SQL Server Performance – Slow SQL Script for String Manipulation

performancequery-performancesql server

I have table containing 700,000 rows containing a string id field with values such as rec-232276-dup-0 and rec-354240-org. The rec- is constant but the other parts of the id can change.

I want to split this string up so that I have just the integer part and a boolean value depending if the next part is equal to dup or org (1 for dup, 0 for org) which I will insert back into the table.

I wrote the following loop to do this and functionally it works fine but when I run it over the full 700,000 rows it takes an inordinately long time (+12 hours and counting).

What have I done wrong to cause it to take this amount of time? Is it the string manipulation that causes this? What can I do to improve this?

Thanks for your help.

My script is as follows:

select id
into #ControlTable 
from [dbo].[original_test_dataset]

declare @TableID varchar(20)

while exists (select * from #ControlTable)
begin

   select @TableID = (select top 1 id
                    from #ControlTable
                    order by id asc)

   declare @duplicate bit
   declare @id_only varchar(10)

   --1. Find id only
   -- Trim off rec-
   set @id_only = REPLACE(@TableID,'rec-','')
   -- Find position of first - and then take everything before it
   set @id_only = LEFT(@id_only,CHARINDEX('-',@id_only,0))
   set @id_only = REPLACE(@id_only,'-','')
   UPDATE original_test_dataset set id_only = @id_only WHERE id = @TableID;

   --2. Find if duplicate
   IF(PATINDEX('%dup%',@TableID) = 0)   
        BEGIN
           -- No duplicate so original file
           UPDATE original_test_dataset set duplicate = 0 WHERE id = @TableID;
        END
   ELSE
       BEGIN
           -- Duplicate
           UPDATE original_test_dataset set duplicate = 1 WHERE id = @TableID;
       END

   delete #ControlTable
   where id = @TableID
END

drop table #ControlTable

Added table definition as requested:

CREATE TABLE [dbo].[original_test_dataset](
    [id] [varchar](50) NULL,
    [ FirstName] [varchar](50) NULL,
    [ LastName] [varchar](50) NULL,
    [ Phone1] [varchar](50) NULL,
    [ Phone2] [varchar](50) NULL,
    [ Phone3] [varchar](50) NULL,
    [ No] [varchar](50) NULL,
    [ Road] [varchar](50) NULL,
    [ Village] [varchar](50) NULL,
    [ Town] [varchar](50) NULL,
    [ PC] [varchar](50) NULL,
    [ County] [varchar](50) NULL,
    [ DOB] [varchar](50) NULL,
    [id_only] [varchar](10) NULL,
    [duplicate] [bit] NULL
) ON [PRIMARY]

GO

/****** Object:  Index [PK_ORIGINAL_TEST_DATASET_ID]    Script Date: 03/09/2014  07:47:19 ******/
CREATE CLUSTERED INDEX [PK_ORIGINAL_TEST_DATASET_ID] ON [dbo].[original_test_dataset]
(
    [id] ASC
)WITH (PAD_INDEX = OFF, STATISTICS_NORECOMPUTE = OFF, SORT_IN_TEMPDB = OFF, DROP_EXISTING = OFF, ONLINE = OFF, ALLOW_ROW_LOCKS = ON, ALLOW_PAGE_LOCKS = ON) ON   [PRIMARY]
GO

Best Answer

You have a performance question so I recommend you read How to analyse SQL Server performance to begin with.

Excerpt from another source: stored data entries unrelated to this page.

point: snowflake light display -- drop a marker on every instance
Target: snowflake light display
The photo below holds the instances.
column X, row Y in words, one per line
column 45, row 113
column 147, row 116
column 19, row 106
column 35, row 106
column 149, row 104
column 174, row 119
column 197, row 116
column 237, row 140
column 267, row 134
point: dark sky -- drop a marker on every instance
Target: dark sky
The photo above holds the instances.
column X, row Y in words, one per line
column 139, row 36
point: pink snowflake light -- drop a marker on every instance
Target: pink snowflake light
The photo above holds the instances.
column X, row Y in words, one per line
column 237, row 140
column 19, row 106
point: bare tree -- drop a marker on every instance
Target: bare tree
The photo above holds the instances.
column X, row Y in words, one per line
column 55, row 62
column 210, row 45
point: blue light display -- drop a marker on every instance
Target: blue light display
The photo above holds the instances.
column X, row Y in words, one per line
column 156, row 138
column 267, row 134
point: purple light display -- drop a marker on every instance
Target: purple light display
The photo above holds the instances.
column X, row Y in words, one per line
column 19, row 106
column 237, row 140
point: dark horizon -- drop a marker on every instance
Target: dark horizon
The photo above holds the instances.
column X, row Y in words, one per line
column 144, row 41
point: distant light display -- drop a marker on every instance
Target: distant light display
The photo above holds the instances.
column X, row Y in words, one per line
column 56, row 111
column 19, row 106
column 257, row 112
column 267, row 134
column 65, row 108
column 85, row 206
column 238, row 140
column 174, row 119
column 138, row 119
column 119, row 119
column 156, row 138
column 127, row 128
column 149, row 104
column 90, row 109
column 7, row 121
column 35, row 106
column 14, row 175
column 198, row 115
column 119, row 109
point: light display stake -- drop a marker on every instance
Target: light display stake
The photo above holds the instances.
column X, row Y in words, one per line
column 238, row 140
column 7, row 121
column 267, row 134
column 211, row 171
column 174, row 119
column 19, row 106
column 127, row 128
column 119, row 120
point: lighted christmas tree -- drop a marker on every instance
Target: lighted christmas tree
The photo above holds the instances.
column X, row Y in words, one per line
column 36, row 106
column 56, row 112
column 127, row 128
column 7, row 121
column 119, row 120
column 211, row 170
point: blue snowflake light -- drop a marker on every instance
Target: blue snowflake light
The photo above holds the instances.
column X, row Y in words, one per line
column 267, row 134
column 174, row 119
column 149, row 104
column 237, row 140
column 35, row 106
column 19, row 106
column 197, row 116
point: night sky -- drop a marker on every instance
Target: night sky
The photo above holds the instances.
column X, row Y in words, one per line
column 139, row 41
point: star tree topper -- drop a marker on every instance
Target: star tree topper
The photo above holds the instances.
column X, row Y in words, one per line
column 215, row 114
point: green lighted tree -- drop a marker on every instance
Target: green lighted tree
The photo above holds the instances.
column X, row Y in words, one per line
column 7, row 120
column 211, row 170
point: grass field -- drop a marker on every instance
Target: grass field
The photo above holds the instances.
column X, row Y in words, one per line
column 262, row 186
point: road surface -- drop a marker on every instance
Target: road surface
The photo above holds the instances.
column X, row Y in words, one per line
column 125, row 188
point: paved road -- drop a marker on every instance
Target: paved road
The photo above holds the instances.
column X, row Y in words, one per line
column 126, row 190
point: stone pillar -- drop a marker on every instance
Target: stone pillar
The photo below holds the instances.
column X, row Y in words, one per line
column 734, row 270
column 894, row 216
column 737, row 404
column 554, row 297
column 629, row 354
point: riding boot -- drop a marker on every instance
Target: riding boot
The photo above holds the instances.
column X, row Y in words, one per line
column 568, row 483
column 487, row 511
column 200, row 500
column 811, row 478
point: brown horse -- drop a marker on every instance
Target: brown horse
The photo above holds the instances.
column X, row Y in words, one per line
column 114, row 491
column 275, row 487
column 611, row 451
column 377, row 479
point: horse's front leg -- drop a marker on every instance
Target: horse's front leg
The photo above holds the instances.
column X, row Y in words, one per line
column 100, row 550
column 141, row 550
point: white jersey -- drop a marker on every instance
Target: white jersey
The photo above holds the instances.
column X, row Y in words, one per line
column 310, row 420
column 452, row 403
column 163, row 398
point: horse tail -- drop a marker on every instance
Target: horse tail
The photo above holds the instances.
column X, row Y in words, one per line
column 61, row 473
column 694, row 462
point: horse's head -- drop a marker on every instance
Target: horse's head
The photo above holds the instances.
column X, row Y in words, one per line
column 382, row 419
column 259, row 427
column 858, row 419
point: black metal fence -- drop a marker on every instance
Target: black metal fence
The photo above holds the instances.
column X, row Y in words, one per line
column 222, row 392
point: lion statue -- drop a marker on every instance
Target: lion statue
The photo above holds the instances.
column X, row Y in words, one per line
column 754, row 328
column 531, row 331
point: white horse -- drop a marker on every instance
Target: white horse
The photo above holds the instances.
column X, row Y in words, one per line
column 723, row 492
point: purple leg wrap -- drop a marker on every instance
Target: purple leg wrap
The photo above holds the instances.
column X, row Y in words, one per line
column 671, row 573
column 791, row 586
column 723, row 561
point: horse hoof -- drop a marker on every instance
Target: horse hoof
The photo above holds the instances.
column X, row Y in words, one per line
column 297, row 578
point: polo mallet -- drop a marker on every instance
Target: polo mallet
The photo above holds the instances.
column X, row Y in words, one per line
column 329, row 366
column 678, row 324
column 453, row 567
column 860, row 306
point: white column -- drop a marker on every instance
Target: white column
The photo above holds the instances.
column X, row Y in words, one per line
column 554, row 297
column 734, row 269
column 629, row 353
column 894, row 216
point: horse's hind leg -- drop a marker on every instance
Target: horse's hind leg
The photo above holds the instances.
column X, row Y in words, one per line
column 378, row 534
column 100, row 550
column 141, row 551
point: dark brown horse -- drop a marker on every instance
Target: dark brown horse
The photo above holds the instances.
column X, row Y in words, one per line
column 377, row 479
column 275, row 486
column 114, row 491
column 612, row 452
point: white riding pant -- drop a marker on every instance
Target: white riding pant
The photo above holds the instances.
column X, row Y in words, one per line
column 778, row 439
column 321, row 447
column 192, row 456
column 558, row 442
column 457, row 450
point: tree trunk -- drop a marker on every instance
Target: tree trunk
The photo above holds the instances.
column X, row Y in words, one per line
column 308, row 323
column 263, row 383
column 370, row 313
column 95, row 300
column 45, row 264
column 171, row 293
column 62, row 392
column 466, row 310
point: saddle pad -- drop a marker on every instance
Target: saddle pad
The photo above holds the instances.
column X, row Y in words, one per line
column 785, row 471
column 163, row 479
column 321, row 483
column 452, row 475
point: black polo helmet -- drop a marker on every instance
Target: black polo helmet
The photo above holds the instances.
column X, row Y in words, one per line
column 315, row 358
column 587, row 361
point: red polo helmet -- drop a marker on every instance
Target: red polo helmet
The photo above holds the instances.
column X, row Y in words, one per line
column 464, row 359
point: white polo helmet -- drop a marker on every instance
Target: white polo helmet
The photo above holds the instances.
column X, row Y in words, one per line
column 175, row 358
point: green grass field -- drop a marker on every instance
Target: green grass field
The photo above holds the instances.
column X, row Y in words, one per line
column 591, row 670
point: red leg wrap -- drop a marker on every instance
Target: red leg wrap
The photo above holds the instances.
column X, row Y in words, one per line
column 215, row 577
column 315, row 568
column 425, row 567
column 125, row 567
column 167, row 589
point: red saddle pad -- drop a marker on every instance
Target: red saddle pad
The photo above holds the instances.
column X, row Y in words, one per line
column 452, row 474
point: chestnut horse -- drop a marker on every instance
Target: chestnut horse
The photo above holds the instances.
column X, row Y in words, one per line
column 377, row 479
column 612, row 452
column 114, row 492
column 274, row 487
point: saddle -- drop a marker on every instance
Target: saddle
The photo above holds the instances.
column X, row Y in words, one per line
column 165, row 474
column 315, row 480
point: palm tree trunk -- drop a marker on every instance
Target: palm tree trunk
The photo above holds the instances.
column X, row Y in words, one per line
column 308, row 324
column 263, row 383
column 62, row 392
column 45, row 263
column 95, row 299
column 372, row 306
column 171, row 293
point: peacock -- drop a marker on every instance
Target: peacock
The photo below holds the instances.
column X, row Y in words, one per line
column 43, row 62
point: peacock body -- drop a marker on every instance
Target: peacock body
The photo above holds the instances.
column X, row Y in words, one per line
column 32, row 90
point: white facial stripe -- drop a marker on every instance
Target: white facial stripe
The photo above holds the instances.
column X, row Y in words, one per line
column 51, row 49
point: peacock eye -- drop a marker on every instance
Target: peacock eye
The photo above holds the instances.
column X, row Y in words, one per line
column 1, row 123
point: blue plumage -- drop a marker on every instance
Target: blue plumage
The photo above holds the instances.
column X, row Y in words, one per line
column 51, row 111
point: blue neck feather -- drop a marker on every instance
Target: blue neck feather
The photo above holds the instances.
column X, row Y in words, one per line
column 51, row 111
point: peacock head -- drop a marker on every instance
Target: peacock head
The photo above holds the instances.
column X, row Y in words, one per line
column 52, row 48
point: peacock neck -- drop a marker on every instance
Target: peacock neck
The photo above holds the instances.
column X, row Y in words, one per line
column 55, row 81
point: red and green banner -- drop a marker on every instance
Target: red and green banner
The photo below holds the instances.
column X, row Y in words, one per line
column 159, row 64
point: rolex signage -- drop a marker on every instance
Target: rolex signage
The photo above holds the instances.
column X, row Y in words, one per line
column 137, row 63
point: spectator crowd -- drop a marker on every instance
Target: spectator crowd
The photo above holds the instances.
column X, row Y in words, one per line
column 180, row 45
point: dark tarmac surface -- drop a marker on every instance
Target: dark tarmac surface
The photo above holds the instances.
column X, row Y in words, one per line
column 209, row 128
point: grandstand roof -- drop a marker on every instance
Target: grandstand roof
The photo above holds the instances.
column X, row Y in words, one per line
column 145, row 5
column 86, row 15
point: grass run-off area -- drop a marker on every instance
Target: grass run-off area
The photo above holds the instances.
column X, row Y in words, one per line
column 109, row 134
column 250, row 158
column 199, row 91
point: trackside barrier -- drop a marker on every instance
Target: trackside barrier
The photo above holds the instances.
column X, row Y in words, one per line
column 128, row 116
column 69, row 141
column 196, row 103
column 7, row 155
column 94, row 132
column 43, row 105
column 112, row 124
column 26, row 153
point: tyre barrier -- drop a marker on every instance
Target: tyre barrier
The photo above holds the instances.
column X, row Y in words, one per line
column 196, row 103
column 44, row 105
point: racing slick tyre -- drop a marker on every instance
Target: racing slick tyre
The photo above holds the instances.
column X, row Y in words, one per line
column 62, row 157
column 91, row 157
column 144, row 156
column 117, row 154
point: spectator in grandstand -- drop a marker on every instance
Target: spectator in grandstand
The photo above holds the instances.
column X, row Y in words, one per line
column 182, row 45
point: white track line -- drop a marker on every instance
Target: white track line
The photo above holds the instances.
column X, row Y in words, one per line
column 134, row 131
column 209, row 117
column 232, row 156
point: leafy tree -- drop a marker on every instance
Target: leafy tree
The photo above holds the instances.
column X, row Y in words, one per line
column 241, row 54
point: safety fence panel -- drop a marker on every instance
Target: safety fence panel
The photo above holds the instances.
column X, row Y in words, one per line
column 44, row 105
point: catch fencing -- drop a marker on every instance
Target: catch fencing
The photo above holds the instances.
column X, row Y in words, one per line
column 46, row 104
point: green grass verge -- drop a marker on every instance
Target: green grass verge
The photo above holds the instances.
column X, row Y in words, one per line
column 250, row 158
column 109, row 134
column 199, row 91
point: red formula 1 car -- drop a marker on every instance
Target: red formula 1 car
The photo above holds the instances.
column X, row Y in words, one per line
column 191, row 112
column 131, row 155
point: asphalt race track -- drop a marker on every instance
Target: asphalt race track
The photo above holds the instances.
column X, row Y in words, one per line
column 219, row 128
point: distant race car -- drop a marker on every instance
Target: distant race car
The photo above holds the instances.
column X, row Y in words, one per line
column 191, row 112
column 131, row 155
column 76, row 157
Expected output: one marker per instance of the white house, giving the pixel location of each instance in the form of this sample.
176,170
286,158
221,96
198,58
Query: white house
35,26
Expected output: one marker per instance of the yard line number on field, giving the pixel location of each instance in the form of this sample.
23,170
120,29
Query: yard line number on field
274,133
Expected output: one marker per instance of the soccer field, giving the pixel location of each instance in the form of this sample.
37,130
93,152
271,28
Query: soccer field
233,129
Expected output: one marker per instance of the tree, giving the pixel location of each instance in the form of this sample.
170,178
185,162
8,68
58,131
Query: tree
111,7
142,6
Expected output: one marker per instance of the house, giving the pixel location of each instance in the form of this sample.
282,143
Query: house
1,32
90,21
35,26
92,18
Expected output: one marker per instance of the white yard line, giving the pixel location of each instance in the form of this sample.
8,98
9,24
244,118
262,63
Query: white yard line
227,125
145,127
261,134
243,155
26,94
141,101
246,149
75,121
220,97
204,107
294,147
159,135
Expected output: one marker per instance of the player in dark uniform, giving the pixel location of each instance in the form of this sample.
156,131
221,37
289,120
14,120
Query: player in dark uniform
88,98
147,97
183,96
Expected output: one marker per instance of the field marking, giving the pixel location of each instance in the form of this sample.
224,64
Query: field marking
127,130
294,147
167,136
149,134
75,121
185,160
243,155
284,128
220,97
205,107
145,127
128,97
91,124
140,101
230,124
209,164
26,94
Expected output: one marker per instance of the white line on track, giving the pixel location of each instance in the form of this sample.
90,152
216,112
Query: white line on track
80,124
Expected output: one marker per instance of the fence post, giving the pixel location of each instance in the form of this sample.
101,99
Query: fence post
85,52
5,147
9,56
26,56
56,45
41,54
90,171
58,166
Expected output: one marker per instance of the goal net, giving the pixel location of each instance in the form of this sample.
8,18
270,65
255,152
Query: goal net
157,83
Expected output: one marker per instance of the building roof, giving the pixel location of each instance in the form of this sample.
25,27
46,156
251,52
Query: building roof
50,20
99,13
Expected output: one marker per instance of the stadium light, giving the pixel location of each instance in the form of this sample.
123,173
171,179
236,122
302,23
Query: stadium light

As about your script: you're doing it as slowly as possible. Row by painfully slow row. Not even a cursor slow, is worse than a cursor slow. What you have here is a single update:

update original_test_dataset
set duplicate= case when PATINDEX('%dup%', id)=0 then 0 else 1 end,
 id_only = REPLACE((LEFT(REPLACE(id,'rec-',''), CHARINDEX('-',REPLACE(id,'rec-',''),0)),'-','');

That's it, nothing else.

What you have in the original script is slow because:

  • it operates on row by row as opposed to sets. SQL is designed to manipulate sets, not rows.
  • it perform a lot of writes in standalone commits resulting in huge flush commit waits. Batch commit should be used.
  • it performs multiple unindexed end-to-end scans on #ControlTable (every operation on #ControlTable is an unindexed end-to-end scan, it should had an index on id, yes #temp tables do need indexes)
  • it does two updates per row instead of one update of two fields
  • I can't know whether the access to original_test_dataset is in any way optimized, in lack of an index on id is likely is not.

declare @TableID varchar(20) vs. [id] [varchar](50) NULL: you're silently truncating data. Basically, your script corrupts the table.